O que tornou o momento inesquecível foi a terceira "necessidade fundamental". Em pleno "fervor" da adolescência, adorei o aval. Gostei também do "trabalho e repouso" e nem me interessei em ampliar a lista, tão rústica e limitada. Seria divertido fazê-lo agora; mais ainda, com colaboração. Que tal para o mês que vem? Cartas para a redação!
Nos últimos anos, uma das necessidades foi ficando cada vez mais evidente: as pessoas querem e precisam desesperadamente ser ouvidas. O indefectível "louco de palestra", por exemplo, já mereceu mais de uma crônica descrevendo suas características. Ele diz que vai ser breve e fala sem parar. Pontua a exposição com três ou quatro "concluindo...". O mediador pede objetividade, ele se revolta. A plateia se inquieta. A mesa insiste: "Sua pergunta, por favor!". Ele precisa falar. Ele quer que a gente ouça. No gabinete de vereadora, na Subprefeitura ou na campanha eleitoral, as pessoas iam discutir, protestar, reivindicar, mas na verdade elas queriam outra coisa: falar, falar e falar.
Minha faxineira, querida dona Helena, fala o tempo todo. Sozinha, com as plantas, com a televisão, comigo.
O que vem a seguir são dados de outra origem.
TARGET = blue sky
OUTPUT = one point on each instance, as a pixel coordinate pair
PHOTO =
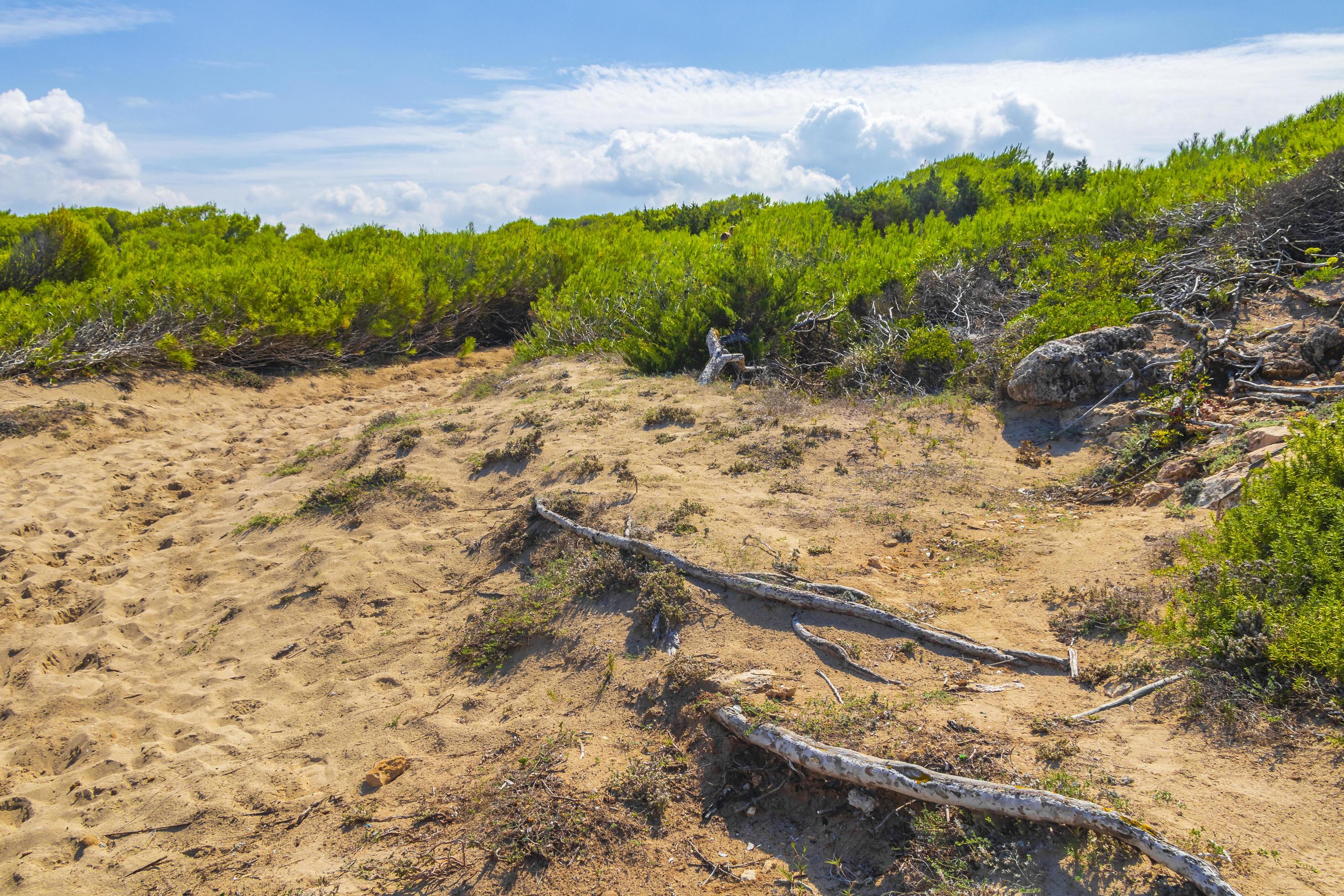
(440, 115)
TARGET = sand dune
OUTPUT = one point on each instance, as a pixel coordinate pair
(176, 693)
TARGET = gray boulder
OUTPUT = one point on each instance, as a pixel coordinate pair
(1080, 368)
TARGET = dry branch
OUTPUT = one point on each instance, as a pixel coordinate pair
(720, 359)
(1132, 696)
(968, 793)
(839, 653)
(1289, 390)
(832, 686)
(797, 598)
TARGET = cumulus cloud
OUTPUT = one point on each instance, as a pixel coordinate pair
(608, 139)
(50, 154)
(26, 23)
(843, 139)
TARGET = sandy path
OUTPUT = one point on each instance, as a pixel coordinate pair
(143, 691)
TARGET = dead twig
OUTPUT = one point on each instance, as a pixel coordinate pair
(834, 689)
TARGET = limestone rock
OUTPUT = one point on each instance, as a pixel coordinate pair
(1179, 469)
(1223, 490)
(1256, 440)
(386, 772)
(753, 680)
(1078, 368)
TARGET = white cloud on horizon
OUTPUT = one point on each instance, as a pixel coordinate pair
(611, 139)
(50, 154)
(41, 22)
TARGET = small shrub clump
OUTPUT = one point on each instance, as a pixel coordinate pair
(666, 414)
(1265, 589)
(679, 522)
(1099, 612)
(33, 420)
(342, 496)
(663, 594)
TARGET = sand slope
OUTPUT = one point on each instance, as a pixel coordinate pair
(156, 734)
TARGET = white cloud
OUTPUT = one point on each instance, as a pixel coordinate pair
(844, 140)
(609, 139)
(26, 23)
(495, 73)
(50, 154)
(244, 96)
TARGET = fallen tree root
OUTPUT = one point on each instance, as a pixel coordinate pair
(796, 598)
(832, 686)
(1132, 696)
(840, 653)
(968, 793)
(1289, 390)
(720, 359)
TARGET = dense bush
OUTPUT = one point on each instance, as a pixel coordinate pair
(1266, 586)
(1062, 248)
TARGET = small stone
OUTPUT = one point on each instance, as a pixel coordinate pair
(386, 772)
(862, 801)
(1256, 440)
(1263, 454)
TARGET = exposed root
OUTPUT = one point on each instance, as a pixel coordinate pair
(801, 600)
(832, 686)
(968, 793)
(839, 653)
(1132, 696)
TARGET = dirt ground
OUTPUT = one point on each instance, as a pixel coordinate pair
(191, 709)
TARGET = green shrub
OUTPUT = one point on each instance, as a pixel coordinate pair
(1265, 587)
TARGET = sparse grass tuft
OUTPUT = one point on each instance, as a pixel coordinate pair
(645, 785)
(514, 621)
(519, 449)
(406, 440)
(679, 522)
(261, 522)
(1101, 610)
(244, 379)
(666, 414)
(307, 456)
(1057, 750)
(663, 593)
(479, 387)
(589, 467)
(33, 420)
(517, 817)
(342, 495)
(531, 417)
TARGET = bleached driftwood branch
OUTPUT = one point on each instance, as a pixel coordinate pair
(721, 359)
(832, 686)
(797, 598)
(839, 653)
(968, 793)
(1132, 696)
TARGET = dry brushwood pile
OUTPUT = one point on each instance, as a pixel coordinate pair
(558, 628)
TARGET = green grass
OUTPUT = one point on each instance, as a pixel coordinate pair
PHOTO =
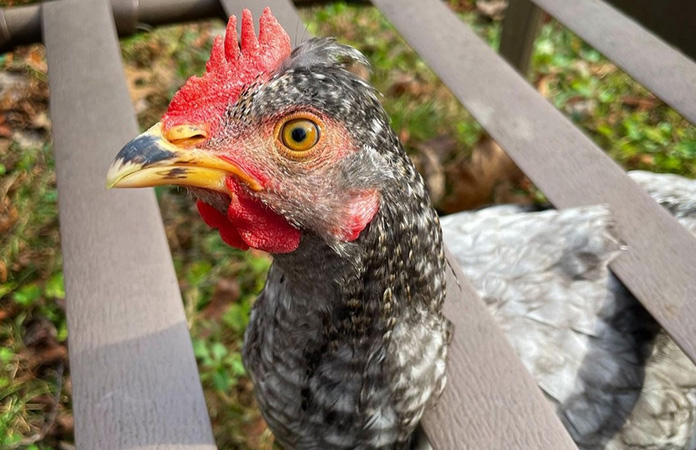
(219, 283)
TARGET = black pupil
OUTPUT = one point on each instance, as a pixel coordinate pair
(298, 134)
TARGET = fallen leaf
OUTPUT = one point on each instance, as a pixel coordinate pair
(492, 9)
(488, 176)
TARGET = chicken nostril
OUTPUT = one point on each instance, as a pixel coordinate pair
(185, 135)
(188, 141)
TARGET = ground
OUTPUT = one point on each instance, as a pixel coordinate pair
(464, 169)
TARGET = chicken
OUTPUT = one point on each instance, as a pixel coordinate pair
(290, 153)
(615, 379)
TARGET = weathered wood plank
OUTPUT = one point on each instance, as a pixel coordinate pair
(491, 402)
(519, 32)
(659, 266)
(135, 381)
(666, 72)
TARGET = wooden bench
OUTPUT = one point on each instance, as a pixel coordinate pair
(135, 380)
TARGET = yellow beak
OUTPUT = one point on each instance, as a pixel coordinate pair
(153, 160)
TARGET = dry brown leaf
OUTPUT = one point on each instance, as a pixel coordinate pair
(493, 9)
(487, 177)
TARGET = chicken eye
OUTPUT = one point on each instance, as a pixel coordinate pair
(300, 135)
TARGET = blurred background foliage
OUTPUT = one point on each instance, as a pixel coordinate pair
(462, 166)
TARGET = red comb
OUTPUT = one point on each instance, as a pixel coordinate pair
(202, 100)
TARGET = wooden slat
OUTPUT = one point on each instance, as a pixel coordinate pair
(134, 376)
(659, 265)
(491, 401)
(520, 27)
(666, 72)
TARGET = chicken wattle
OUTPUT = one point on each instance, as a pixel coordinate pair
(290, 153)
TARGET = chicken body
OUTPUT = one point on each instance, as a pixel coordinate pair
(616, 380)
(347, 344)
(290, 153)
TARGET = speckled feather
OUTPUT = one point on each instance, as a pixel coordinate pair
(616, 380)
(346, 345)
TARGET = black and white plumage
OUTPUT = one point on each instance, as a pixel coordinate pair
(616, 380)
(347, 344)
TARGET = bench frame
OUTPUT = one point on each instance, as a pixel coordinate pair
(135, 380)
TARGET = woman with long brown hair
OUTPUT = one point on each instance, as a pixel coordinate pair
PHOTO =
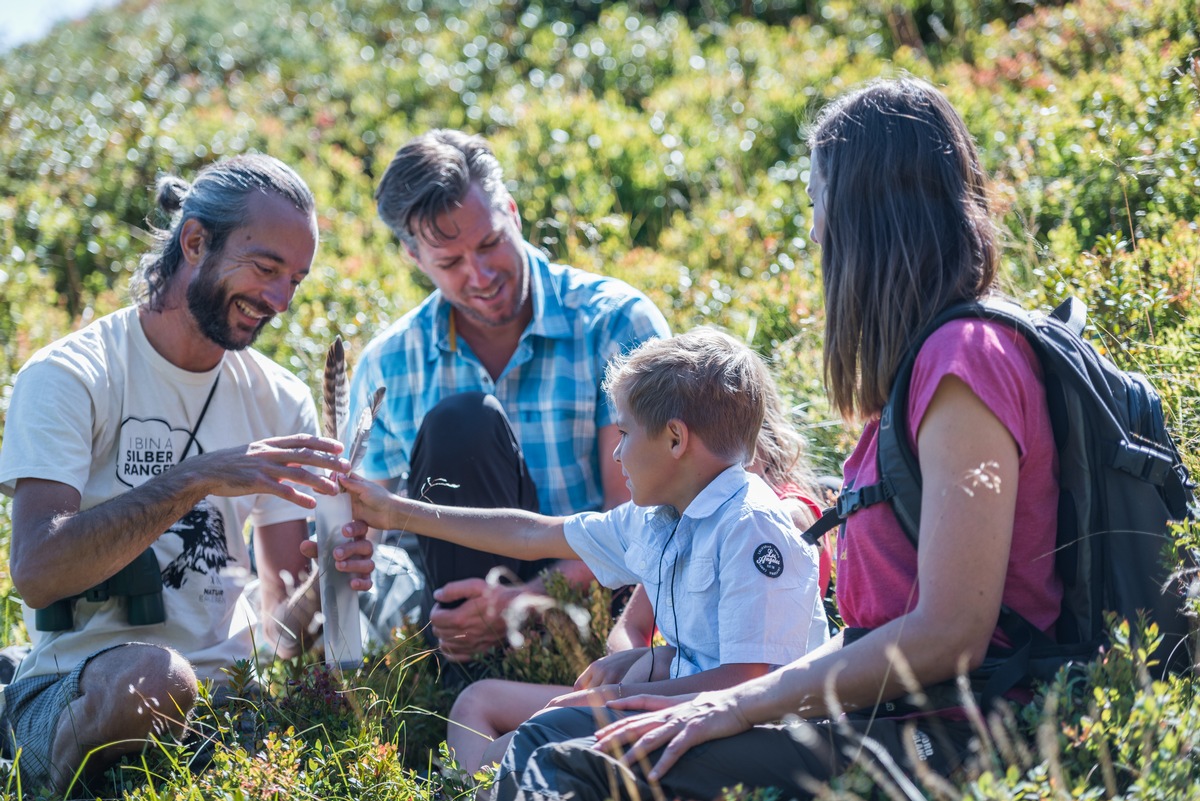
(900, 211)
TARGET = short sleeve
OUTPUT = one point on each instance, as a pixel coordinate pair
(601, 540)
(769, 607)
(994, 361)
(48, 428)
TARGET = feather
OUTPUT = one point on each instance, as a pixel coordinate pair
(363, 431)
(336, 391)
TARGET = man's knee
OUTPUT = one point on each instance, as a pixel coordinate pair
(141, 679)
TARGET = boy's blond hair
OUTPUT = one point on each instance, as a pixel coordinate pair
(709, 380)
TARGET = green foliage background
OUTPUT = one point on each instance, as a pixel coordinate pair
(658, 142)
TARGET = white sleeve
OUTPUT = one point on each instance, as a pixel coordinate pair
(48, 428)
(769, 608)
(601, 541)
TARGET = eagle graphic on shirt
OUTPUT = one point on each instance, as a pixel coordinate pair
(204, 550)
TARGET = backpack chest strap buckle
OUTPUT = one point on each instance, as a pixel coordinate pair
(852, 500)
(1141, 462)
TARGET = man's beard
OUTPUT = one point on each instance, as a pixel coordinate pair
(209, 305)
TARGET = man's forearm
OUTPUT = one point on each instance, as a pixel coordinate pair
(59, 552)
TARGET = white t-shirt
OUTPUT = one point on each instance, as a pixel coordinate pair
(103, 411)
(731, 580)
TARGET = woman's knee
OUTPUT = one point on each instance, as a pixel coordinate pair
(474, 703)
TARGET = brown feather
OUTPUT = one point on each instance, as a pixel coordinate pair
(363, 431)
(336, 389)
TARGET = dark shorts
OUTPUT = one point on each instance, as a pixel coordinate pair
(552, 759)
(31, 712)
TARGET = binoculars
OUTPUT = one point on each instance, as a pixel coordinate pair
(139, 583)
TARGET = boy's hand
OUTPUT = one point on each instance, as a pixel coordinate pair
(611, 669)
(353, 556)
(372, 504)
(593, 697)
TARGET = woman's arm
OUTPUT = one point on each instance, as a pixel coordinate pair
(969, 463)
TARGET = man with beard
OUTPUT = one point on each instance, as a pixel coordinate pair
(132, 433)
(493, 383)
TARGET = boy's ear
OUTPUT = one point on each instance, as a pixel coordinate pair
(677, 437)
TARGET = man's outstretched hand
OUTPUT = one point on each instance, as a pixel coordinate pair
(468, 618)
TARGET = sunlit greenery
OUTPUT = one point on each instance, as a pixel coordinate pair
(658, 142)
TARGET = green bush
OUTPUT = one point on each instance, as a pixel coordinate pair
(659, 143)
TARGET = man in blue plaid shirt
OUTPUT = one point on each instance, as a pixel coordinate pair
(493, 381)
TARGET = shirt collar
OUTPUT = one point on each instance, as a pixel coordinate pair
(718, 492)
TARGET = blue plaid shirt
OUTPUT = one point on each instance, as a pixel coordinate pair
(550, 389)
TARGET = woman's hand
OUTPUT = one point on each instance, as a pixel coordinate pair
(673, 724)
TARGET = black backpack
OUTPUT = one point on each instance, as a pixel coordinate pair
(1121, 483)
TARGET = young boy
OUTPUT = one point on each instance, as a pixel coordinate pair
(733, 586)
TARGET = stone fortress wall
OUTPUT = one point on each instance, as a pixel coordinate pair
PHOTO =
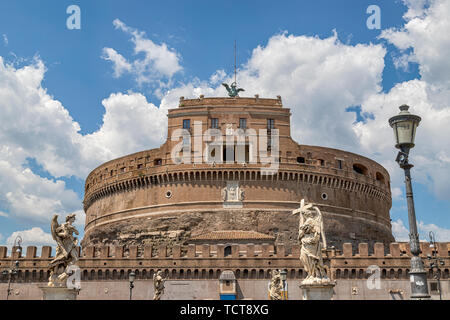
(144, 198)
(198, 267)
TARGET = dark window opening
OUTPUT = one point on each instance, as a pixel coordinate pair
(227, 251)
(243, 123)
(214, 123)
(359, 168)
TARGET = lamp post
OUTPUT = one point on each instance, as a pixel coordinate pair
(404, 125)
(435, 262)
(283, 276)
(131, 278)
(13, 271)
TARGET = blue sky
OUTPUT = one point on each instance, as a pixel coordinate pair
(74, 70)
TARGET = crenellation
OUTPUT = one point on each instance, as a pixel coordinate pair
(3, 252)
(378, 250)
(162, 252)
(250, 252)
(363, 249)
(220, 251)
(425, 248)
(31, 252)
(104, 252)
(148, 248)
(267, 250)
(16, 253)
(394, 249)
(191, 251)
(206, 251)
(118, 252)
(235, 251)
(46, 252)
(281, 250)
(443, 249)
(133, 253)
(89, 252)
(176, 251)
(296, 251)
(347, 250)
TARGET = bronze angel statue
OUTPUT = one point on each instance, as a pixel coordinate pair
(158, 285)
(232, 90)
(66, 250)
(312, 239)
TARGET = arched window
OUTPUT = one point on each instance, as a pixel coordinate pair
(379, 177)
(227, 251)
(359, 168)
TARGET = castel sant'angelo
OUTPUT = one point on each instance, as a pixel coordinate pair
(147, 197)
(218, 196)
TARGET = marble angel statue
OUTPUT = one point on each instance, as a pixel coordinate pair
(158, 285)
(66, 250)
(312, 239)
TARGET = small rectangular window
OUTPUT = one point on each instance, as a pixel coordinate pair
(243, 123)
(214, 123)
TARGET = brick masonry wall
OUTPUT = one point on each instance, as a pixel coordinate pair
(194, 270)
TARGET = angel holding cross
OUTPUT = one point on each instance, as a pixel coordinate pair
(312, 239)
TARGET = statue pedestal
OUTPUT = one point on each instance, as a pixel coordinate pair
(318, 291)
(58, 293)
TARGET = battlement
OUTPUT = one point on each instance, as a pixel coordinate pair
(234, 251)
(235, 101)
(208, 261)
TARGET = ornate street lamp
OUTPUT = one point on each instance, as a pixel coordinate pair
(435, 262)
(283, 276)
(131, 278)
(405, 125)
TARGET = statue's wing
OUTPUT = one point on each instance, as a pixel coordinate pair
(53, 226)
(322, 231)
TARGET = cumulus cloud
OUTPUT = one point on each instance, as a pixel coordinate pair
(32, 237)
(318, 78)
(425, 36)
(36, 126)
(159, 61)
(401, 232)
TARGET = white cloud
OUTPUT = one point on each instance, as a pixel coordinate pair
(121, 65)
(426, 32)
(401, 233)
(34, 125)
(32, 237)
(159, 62)
(441, 234)
(317, 78)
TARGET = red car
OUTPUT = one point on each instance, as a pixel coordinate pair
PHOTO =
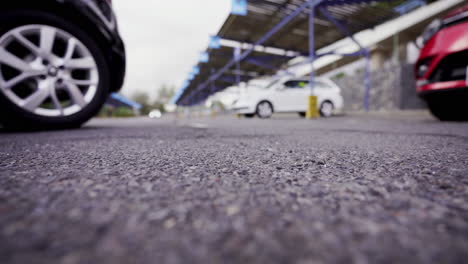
(442, 68)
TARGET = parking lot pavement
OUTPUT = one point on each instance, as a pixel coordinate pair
(360, 188)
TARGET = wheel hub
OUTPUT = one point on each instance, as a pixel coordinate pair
(53, 71)
(31, 81)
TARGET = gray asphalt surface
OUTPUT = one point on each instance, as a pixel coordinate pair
(354, 189)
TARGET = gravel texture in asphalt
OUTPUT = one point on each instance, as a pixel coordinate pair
(355, 189)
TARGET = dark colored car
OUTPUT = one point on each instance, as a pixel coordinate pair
(59, 61)
(442, 68)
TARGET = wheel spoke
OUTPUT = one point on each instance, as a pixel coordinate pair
(82, 63)
(75, 94)
(82, 82)
(27, 43)
(70, 49)
(9, 84)
(56, 101)
(11, 60)
(47, 40)
(36, 99)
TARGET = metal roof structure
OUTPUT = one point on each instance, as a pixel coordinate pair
(297, 27)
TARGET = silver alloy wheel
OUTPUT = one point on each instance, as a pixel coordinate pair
(327, 109)
(265, 110)
(47, 71)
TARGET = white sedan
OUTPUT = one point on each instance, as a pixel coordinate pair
(263, 98)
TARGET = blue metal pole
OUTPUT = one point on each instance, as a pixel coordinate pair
(367, 82)
(312, 4)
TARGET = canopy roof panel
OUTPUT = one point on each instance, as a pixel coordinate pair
(263, 15)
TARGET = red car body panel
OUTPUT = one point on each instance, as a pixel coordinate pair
(449, 40)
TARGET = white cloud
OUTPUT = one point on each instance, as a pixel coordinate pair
(165, 37)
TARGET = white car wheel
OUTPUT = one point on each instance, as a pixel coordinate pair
(264, 110)
(326, 109)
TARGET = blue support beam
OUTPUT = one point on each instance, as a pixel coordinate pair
(311, 6)
(246, 53)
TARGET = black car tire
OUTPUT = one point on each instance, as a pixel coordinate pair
(14, 117)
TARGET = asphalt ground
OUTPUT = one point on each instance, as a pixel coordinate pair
(379, 188)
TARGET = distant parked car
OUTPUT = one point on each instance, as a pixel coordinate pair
(263, 98)
(59, 61)
(442, 68)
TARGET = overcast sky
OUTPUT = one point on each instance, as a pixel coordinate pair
(165, 37)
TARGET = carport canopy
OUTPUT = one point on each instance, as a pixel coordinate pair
(333, 21)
Antes eu resistia. Montava a trincheira para tentar me proteger da torrente de histórias. Minha vontade era dizer "para de falar, pelo amor de Deus". Eu prestando atenção ao noticiário, ela falando. Escrevendo um texto, fazendo contas, ela falando. A estratégia falhava, o ruído ininterrupto me incomodava e eu, na véspera da terça-feira, já me inquietava: "Como é que eu vou fazer para fugir?".
Um dia eu resolvi ouvir. Prestei atenção, fiz comentários e até perguntas! "E aquela história do seu sobrinho, como ficou?"
Minha irritação baixou sensivelmente. Depois de uns 40 minutos ou uma hora de prosa, eu consigo dizer: "Agora eu vou me fechar no quarto para trabalhar, se você precisar de alguma coisa, me chama". E deu certo!
Minha Lama (mestre budista) sempre diz: "Você se acha muito generoso, mas não aguenta ouvir 15 minutos a sua mãe no telefone? Tsc, tsc". Você pode fazer uma atividade voluntária de alta relevância: ouça. A vizinha, o jardineiro, o taxista. E, se discordar de alguma coisa que não seja assim tão importante, deixa pra lá. Outro dia alguém vai te ouvir.